Wednesday, 19 December 2012 at 4:26 pm

As the gap among various disciplines of science get shorter, researchers are starting to see that problems in one field can be answered in another. And these similar concepts are just presented in a different context. Information and complexity are not concepts exclusive to the fields of mathematics or engineering. 

Looking at the universe through the lense of information gives us another perspective of life. The data that makes up each of us is enormous. How would we even come up with the "data" that describes each of us? A recording of every atom in our body? (Star Trek transporters apparently can do this). However, all of the "data" that makes up us is algorithmically compressed into our DNA. If we take the universe as a giant computer (turing machine) and our DNA as the source code, we are the output. 

Geneticists are essentially studying how this compression algorithm works. This post will touch on how concepts of algorithmic complexity, data compression, and similarity distances can be applied to biological data.

Algorithmic complexity

From my previous post on information theory, I've presented that the information/complexity of a message reflects the entropy of the system that emitted that message. Getting a result of 2 from rolling a six-sided die contains more information than getting a result of 2 from a three-sided die because there were 6 possible results (more entropy) in the first case versus 3 possible results from the second case. The sequence of a gene with 6 alleles in the population contains more information than the sequence of a gene with 3 alleles in the population.

An off-shoot of information theory is algorithmic information. It measures information in a different way. The algorithmic complexity (also known as Kolmogorov complexity) of a piece of data is the size of the smallest possible program that can generate the data given that the same coding language is used consistently.

A very random piece of data will require a longer program to generate it versus an ordered piece of data. For example:

Data A. Random piece of data:           101 110 001 010 100 011 111
Data B. Ordered piece of data:          100 100 100 100 100 100 100

The worst program you can write for any piece of data is just a program that outputs the exact same data. For example here is a program for outputting Data A (in python):

print '101 110 001 010 100 011 111'

Pretty dumb isn't it. If a piece of data is completely random, then the only way to output the data will be this worst case program. The algorithmic complexity of a completely random piece of data will be equal to the length of data plus constants that accounts for the programming language (the 'print' statement for example).

For data B, we can simply write (in python):

print '100' * 7 

One very important thing about algorithmic complexity is that there is no way to determine or calculate it. I won't go into exactly why (relates to Turing's halting problem). Intuitively, to determine the algorithmic complexity of a piece of data, we would need to know the absolute shortest algorithm to generate the data. There is simply no way to determine whether a given algorithm is the shortest. 

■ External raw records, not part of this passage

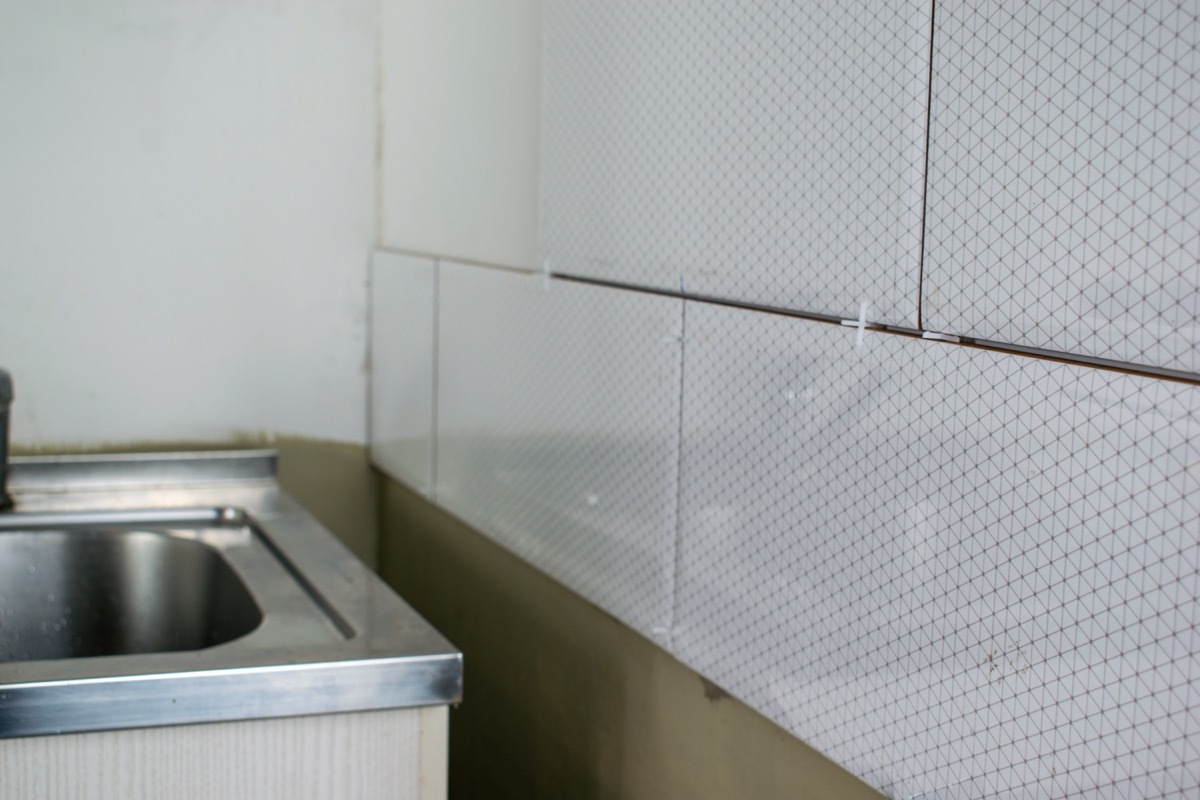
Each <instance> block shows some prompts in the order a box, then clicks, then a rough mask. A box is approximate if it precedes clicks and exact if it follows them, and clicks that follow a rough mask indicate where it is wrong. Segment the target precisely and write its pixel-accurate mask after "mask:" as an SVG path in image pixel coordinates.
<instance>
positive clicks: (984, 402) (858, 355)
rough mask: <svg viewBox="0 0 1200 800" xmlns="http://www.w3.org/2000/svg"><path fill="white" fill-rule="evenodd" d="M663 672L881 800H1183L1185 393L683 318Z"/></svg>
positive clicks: (1184, 605)
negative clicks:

I will briefly get into the concept of similary distances and discuss how it relates to algorithmic complexity. The choice of a distance measure when performing any kind of similarity analysis on a data set can significantly influence the results. That is because each distance measure makes some kind of an assumption about the data.

Hamming distance assumes that the least possible number of changes to transform one data to another reflects the similarity of two pieces of data. Is that really the best assumption to make for all types of data? Imagine the hamming distances between a digital photograph and its negative picture. Every pixel of the photograph is inversed from the negative picture, resulting in a huge hamming distance. But is a picture and its negative really that dissimilar? Let's come up with a new distance measure called 'negative distance'. It measures deviations of a pixel from it's negative. With this new distance, the photograph and its negative are now perfectly similar. 

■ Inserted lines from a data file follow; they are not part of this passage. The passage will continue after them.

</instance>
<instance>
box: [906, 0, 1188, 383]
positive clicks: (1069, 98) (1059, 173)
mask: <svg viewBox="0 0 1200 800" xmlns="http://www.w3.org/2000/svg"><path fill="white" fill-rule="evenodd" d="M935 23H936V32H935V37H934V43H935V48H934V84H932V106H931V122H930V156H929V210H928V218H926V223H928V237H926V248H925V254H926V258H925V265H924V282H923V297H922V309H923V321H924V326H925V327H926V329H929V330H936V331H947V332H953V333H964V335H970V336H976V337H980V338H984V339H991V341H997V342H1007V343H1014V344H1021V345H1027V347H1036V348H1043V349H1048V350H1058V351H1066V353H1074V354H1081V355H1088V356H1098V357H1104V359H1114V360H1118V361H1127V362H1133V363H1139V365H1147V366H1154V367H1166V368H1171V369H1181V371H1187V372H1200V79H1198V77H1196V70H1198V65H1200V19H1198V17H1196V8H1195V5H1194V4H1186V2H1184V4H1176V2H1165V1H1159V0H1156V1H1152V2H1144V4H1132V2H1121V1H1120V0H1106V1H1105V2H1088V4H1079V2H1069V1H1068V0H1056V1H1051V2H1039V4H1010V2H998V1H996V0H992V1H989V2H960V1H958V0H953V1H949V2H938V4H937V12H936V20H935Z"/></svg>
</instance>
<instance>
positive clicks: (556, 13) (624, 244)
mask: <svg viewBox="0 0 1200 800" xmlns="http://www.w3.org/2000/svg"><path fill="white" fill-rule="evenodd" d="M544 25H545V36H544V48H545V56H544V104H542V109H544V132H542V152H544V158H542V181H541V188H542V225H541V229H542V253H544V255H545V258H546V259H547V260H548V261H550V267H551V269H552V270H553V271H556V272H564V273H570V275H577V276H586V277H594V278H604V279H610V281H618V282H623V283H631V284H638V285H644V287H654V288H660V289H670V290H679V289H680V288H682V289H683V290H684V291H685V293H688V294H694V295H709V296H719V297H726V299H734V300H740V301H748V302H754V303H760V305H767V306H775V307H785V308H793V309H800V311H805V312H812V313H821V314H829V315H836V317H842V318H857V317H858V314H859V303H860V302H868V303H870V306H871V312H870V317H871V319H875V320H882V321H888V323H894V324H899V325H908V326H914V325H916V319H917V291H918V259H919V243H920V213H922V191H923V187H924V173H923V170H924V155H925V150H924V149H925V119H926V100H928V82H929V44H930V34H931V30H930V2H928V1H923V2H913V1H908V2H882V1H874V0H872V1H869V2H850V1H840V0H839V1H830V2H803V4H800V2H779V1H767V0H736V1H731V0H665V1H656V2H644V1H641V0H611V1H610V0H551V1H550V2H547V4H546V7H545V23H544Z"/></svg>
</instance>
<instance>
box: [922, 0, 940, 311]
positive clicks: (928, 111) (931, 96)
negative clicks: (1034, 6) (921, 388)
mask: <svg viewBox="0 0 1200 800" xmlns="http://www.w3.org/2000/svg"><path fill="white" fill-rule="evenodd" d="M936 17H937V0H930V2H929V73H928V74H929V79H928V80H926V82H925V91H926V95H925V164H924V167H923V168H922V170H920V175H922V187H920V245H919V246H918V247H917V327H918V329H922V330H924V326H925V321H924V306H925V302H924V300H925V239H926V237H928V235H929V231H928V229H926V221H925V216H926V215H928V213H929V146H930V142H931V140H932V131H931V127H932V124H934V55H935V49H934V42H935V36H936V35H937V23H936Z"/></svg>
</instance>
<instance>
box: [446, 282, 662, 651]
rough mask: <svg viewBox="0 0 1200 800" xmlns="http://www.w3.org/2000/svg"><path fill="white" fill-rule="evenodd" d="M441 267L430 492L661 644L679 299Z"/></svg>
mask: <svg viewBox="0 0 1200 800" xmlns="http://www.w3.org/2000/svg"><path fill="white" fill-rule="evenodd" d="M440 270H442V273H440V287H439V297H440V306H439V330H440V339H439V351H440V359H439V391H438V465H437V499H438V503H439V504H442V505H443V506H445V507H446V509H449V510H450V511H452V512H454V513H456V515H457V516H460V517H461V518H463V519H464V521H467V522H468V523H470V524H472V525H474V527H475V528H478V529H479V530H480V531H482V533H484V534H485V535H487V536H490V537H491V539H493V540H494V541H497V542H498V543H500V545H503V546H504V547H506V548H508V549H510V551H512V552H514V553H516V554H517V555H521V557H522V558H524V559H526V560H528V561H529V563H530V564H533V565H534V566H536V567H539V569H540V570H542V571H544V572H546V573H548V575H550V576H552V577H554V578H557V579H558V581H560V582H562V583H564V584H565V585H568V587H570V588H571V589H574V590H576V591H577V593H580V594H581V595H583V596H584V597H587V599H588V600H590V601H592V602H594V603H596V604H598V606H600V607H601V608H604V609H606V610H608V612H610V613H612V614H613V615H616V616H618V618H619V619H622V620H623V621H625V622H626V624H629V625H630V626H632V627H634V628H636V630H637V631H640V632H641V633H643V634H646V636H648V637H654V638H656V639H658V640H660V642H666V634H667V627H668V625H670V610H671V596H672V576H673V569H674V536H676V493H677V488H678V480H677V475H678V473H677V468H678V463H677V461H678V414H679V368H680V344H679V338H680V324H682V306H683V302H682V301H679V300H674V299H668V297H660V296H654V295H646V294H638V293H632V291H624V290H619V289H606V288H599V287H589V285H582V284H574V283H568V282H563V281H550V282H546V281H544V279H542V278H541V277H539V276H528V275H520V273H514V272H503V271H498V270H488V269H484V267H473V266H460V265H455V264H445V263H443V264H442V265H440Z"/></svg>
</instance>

All of these different similarity distances are essentially trying to describe how to transform one piece of data to another piece of data. Euclidean distance describes the geometric length it takes to change one vector into another. Hamming distance describes the number of substitutions it takes to change a string of data into another. The made up 'negative distance' describes the deviation from inverse it takes to change one data into another. They are all describing an algorithm to change a piece of data to another piece of data.

Is there a non-parametric way to calculate distance? Is there a way to get similarity without defining a set of rules? 

Information distance and compression distance

The smallest algorithm to convert one data to another data is information distance. It requires no rules and is non-parametric. You may remember from the first section that there is no way to determine what the smallest algorithm is. Information distance is not computable. 

We can, however, approximate the smallest algorithm using compression algorithms. Through a series of complicated maths, we can arrive at a normalized compression distance for data x and data y:

ncd = compressed(x and y) - minimum(compressed(x), compressed(y))
maximum(compressed(x), compressed(y)

Which is really a distance measure parameterized by the compression algorithm. The closer the compression algorithm is to the smallest theoretical conversion algorithm, the closer the distance is to the information distance.

Using popular compression algorithms we can attempt to build phylogenetic tress by compressing DNA data. A couple of papers have attempted this with promising results:

Semantic distance

Another application for this concept is to discover semantic distance between objects from a set of observations. A cool variation is the normalized google distance where number of page where the objects are mentioned is used to calculate the semantic distance.

This may also be applied to gene ontology terms using a representative set of annotated sequences (UniProt). A formula for this would be:

a = number of genes in uniprot with GO term A
b = number of genes in uniprot with GO term B
c = number of genes in uniprot with both GO term A and B
n = total number of genes in uniprot

distance = maximum(log(a), log(b)) - log(c)
log(n) - minimum(log(a), log(b))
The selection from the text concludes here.